Paulo Martins Chan, director of Macau’s Gaming Inspection and Co-ordination Bureau (DICJ), admits that his agency has a nearly impossible task in front of them. No matter how much they try to fight illegal online gambling, the flood keeps coming.
Speaking on the sidelines of the 2019 MGS Entertainment Show, Chan commented on the steps DICJ takes to counteract illegal sites, which often fraudulently advertise as being tied to Macau operations:
“What we can is to do propaganda to raise awareness and inform that it is illegal […] We continue to do a lot of awareness work, sending phone messages, setting billboards, to fight online gaming. It has a great impact on Macau’s image and in many times involves fraud.”
Chan spoke about the resources being turned against these illegal operations, including advertising and inspections of both operations themselves and conferences where they might be promoting their sites.
Ultimately though, as sites can easily set up their servers outside of Macau and say anything they want, it’s basically impossible for the agency to “completely eradicate” their fraudulent sites, Chan admitted. The best course of action is to get the attention of potential consumers before they themselves are conned.

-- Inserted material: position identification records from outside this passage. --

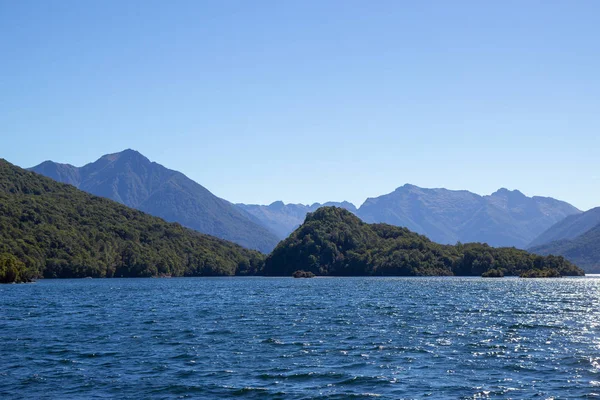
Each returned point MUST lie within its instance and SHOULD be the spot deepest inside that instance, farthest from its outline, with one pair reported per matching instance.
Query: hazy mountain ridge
(504, 218)
(584, 250)
(576, 237)
(569, 228)
(133, 180)
(282, 219)
(332, 241)
(54, 230)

The director also used the occasion to discuss other security issues facing Macau, including new metal detectors in casino areas, and better coordination with police services.
Maybe most importantly for foreign operators poking around Macau, Chan highlighted Macau’s achievement in October of passing all 40 technical compliance recommendations from the Financial Action Task Force, (FATF) the first territory in Asia to achieve that feat. Those kind of credentials make it a very easy territory to sell for operations that want to be consistently seen as on the up and up.
Chan also made sure to discuss how the DICJ is helping with the problem of gambling addiction:
“Since 2017, the local responsible gambling agencies supported by the DICJ have completed responsible gambling seminars in tertiary institutions in five cities in the Mainland. In the current year, the DICJ also sent staff to Hong Kong and two gambling counseling service centres to exchange the responsible gambling policy of Macao and introduce the self-exclusion application service.”